Historically, the Equal Employment Opportunity Commission (“EEOC”) has taken the position that long-term medical leave should qualify as a reasonable accommodation under the Americans with Disabilities Act (“ADA”) when the leave is: (1) of a definite, time-limited duration; (2) requested in advance; and (3) likely to enable the employee to perform the essential job functions when he returns. But, on September 20, 2017, in Severson v. Heartland Woodcraft, Inc., 872 F.3d 476 (7th Cir. 2017), the Seventh Circuit Court of Appeals rejected the EEOC’s position.
In Severson, the employee took a 12-week medical leave under the Family Medical Leave Act (“FMLA”). On the last day of his leave, the employee underwent back surgery, which required an additional three months off work. The employee asked his employer to continue his medical leave. Because the employee had exhausted his FMLA entitlement, the employer denied his request and terminated his employment. The employer invited the employee to reapply when he was medically cleared to work.
Three months later, the employee was cleared to resume work. But instead of reapplying, he sued his employer claiming that it had discriminated against him in violation of the ADA by failing to provide a reasonable accommodation: namely, a three-month leave of absence after his FMLA leave expired.
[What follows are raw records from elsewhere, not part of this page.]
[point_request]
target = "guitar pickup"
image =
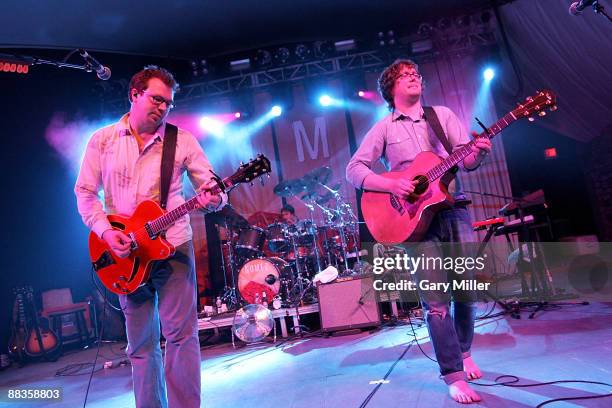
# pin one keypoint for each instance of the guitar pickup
(133, 244)
(103, 261)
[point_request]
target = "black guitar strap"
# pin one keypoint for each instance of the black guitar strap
(167, 165)
(436, 127)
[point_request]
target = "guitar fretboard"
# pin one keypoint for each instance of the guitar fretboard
(458, 155)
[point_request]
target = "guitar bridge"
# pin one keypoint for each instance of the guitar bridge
(103, 261)
(133, 244)
(396, 204)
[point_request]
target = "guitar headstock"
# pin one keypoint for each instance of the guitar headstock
(536, 104)
(248, 172)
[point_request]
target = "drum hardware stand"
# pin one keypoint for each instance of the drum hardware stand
(229, 296)
(313, 225)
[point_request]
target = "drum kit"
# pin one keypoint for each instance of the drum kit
(275, 265)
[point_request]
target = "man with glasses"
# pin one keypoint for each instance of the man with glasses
(396, 140)
(124, 160)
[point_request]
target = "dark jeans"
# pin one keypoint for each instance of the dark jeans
(451, 329)
(169, 299)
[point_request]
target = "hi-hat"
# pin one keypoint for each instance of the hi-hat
(289, 188)
(317, 176)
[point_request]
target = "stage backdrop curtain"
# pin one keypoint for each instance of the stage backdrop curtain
(309, 136)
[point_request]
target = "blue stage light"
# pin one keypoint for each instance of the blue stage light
(276, 110)
(325, 100)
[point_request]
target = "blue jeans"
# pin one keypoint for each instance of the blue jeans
(451, 329)
(169, 298)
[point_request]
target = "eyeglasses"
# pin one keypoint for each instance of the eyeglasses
(158, 100)
(409, 74)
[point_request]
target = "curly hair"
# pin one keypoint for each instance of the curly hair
(387, 79)
(140, 80)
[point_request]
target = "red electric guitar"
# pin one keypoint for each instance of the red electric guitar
(392, 219)
(146, 226)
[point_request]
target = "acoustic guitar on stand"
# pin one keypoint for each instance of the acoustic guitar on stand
(393, 219)
(146, 226)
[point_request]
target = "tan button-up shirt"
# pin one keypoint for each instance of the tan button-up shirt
(116, 173)
(396, 139)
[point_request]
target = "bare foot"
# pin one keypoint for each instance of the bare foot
(461, 392)
(471, 369)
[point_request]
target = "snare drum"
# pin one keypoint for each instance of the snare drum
(305, 232)
(251, 240)
(262, 275)
(277, 237)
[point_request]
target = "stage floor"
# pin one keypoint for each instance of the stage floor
(573, 342)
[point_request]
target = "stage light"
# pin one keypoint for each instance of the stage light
(302, 52)
(488, 74)
(212, 126)
(276, 111)
(325, 100)
(345, 45)
(263, 58)
(240, 65)
(322, 49)
(282, 55)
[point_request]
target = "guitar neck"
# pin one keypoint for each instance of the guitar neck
(458, 155)
(164, 222)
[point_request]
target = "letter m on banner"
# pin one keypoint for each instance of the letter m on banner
(302, 139)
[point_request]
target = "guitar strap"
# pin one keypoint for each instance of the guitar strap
(434, 125)
(167, 164)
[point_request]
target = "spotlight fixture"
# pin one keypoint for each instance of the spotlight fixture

After the District Court granted summary judgment to the employer, the employee appealed.
The Seventh Circuit affirmed the District Court’s decision finding that the term “reasonable accommodation” is limited to those measures that will enable the employee to work. An employee who needs long-term medical leave, however, cannot work and, therefore, is not a “qualified individual” under the ADA. And because the ADA only forbids discrimination against “qualified individuals,” a multi-month leave of absence is beyond the scope of a reasonable accommodation.[1]
The Seventh Circuit further noted that under the EEOC’s historic position, the duration of leave is irrelevant as long as the leave is likely to enable the employee to do his or job when he returns. That stance, the Court explained, falsely equates the term “reasonable accommodation” with “effective accommodation.” The United States Supreme Court, in U.S. Airways, Inc. v. Barnett, 535 U.S. 391, 400 (2002), expressly rejected this interpretation:
[I]n ordinary English the word “reasonable” does not mean “effective.” It is the word “accommodation,” not the word “reasonable,” that conveys the need for effectiveness. An ineffective “modification” or “adjustment” will not accommodate a disabled individual’s limitations.... Yet a demand for an effective accommodation could prove unreasonable....
The Seventh Circuit reasoned that if the EEOC’s argument was accepted, the ADA would be “transformed into a medical-leave statute: in effect, an open-ended extension of the FLMA,” which the court held would be an “untenable interpretation” of the term reasonable accommodation.
The Sixth Circuit Court of Appeals has similarly found that extended leave is not a reasonable accommodation under the ADA. Specifically, the Sixth Circuit, in Boileau v. Capital Bank Financial Corp., 646 Fed. Appx. 436 (6th Cir. 2016), held that the employee was not entitled to a multi-month leave as a reasonable accommodation. In Boileau, the Sixth Circuit determined that the employee was not a “qualified individual” under the ADA because she could not meet the attendance requirement of the employer.
In light of these decisions, employers should keep in mind that the purpose behind a reasonable accommodation is to permit a disabled employee to perform his job. If an employee’s proposed accommodation does not make it possible for him to do so, that is, they require long-term medical leave, then the employee is not a “qualified individual.” And, in that case, such a request for extended leave is beyond the scope of a reasonable accommodation under the ADA.
[1]The Seventh Circuit made a distinction for intermittent time off or a short leave of absence, holding that a couple of days or a couple of weeks off may be an appropriate accommodation in some circumstances.